For the moment, let's look around this beautifully crafted coupe from the posh Toyota offshoot that regularly bounces against the top of the customer satisfaction ratings.

Just slipping into the softly leathered interior of the 300h makes the world feel a better place.

Spread out ahead of you are buttons and dials that might have come from a watchmaker's workroom and the sort of fit and finish you might imagine a junior Bentley trying to match - if there was one.

Add this five star interior to an outside that seems to have been hewn from a block of solid steel by a magical warrior wielding a micro-honed sword and the £34,995 asking price actually seems modest.

Especially when you consider that not only does the 300h have a 2.5 litre petrol engine but an electric motor too. Together, they produce a total of 220 horsepower and in town the car will drive short distances on electrical energy alone.

The usefully low combined 113g/km exhaust emissions - a product of that underbonnet cleverness - means the taxman won't trouble you in year one, and then for a mere £30 thereafter. The 17 per cent BIK rating makes this a formidably affordable car for business use too.

The battery does, however, add weight to a car that was not a lightweight to start with. So the performance figures (118mph and 0-62mph in 8.6 seconds) are very far from sporting.

A similarly priced and diesel powered BMW 4 Series coupe will feel far faster, be only a little dearer for business use but look much thirstier on paper - although much more likely to approach its theoretical economy than the Lexus.

It won't have the quietness of the Lexus, though, or feel as cossetting inside, or be nearly as well equipped as standard either. BMW options' list are famously long - and tempting.

Standard fare on the Lexus includes leather trim, heated seats, 18ins alloy wheels, dual zone climate control, auto gears and LED headlamps. Sat nav costs £1,995 and uses a fiddly touch pad.

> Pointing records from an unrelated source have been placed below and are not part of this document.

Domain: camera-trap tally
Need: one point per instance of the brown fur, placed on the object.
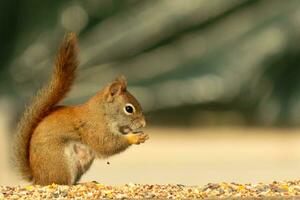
(58, 144)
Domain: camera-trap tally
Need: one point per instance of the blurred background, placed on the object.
(219, 81)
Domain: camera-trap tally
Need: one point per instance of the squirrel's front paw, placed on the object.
(136, 138)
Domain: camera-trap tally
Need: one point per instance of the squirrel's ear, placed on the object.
(116, 88)
(122, 80)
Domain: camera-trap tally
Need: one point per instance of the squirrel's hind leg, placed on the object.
(49, 164)
(80, 157)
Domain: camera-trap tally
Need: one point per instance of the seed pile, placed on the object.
(93, 190)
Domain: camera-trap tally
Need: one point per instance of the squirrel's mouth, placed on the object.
(126, 129)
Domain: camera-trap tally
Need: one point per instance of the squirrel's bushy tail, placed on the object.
(41, 105)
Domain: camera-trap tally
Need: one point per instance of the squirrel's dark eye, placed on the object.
(129, 109)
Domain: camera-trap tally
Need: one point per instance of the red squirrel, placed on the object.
(57, 144)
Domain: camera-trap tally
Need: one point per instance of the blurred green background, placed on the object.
(189, 62)
(222, 76)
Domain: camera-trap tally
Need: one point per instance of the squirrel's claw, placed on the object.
(136, 138)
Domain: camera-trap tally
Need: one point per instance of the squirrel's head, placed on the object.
(123, 113)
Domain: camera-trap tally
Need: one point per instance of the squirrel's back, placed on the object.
(44, 102)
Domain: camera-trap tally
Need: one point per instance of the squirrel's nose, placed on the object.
(143, 122)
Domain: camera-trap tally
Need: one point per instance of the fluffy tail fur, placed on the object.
(41, 105)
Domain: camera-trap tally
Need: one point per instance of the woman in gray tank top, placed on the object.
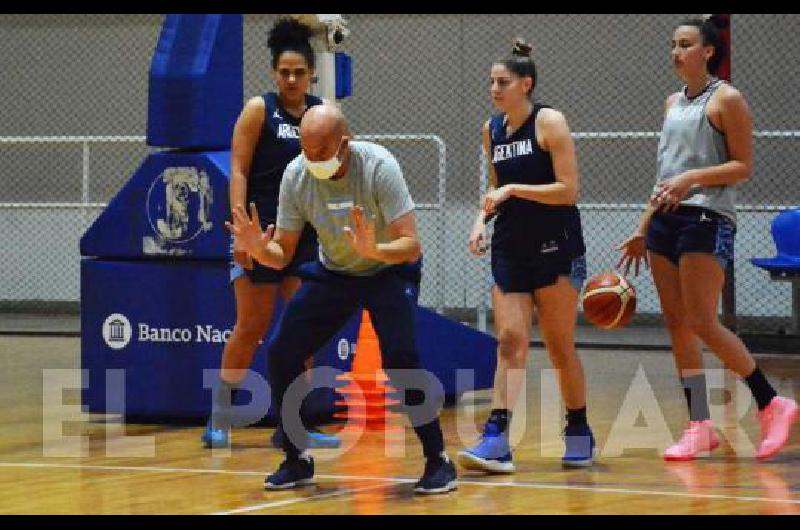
(686, 235)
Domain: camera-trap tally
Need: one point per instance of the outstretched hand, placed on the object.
(362, 233)
(247, 234)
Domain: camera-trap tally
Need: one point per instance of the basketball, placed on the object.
(609, 301)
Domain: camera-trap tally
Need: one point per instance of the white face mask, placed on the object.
(325, 169)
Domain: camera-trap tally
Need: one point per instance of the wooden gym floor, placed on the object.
(168, 472)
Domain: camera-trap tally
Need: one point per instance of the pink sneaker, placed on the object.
(776, 422)
(698, 438)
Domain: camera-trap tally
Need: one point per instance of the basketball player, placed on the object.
(537, 256)
(265, 139)
(687, 232)
(355, 196)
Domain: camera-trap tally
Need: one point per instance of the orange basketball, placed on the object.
(609, 300)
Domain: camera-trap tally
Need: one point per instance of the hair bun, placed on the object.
(288, 32)
(521, 48)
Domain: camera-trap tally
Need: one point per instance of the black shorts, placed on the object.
(515, 275)
(307, 250)
(691, 229)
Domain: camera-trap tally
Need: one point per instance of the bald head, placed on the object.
(322, 126)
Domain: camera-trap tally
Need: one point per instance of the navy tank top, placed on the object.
(278, 145)
(524, 229)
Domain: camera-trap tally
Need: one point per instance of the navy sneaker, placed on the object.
(316, 439)
(439, 476)
(580, 448)
(492, 453)
(292, 473)
(215, 438)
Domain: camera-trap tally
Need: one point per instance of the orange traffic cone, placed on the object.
(366, 396)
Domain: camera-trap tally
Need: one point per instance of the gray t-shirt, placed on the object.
(690, 141)
(373, 181)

Coupes are about self-indulgence and that means making the driver feel good at the expense of practical matters like rear seat legroom (tiny if the front seats are set back) and boot space (useful, but the battery intrudes a bit).

You can gain a bit of boot space by choosing a non-hybrid RC 200t which costs a little less and goes faster, thanks to a turbocharged 2.0 litre engine. The tax advantages of the hybrid mean this petrol-only model will stay a rare sight on UK roads.

So, glamour and quietness in spades, but at a cost. If you fancy the looks, don't need rear seat space and are ready for fuel readouts some way from the 57.6mpg in the brochure (the only numbers Lexus is allowed to quote), then your nearest dealer will welcome you with open arms.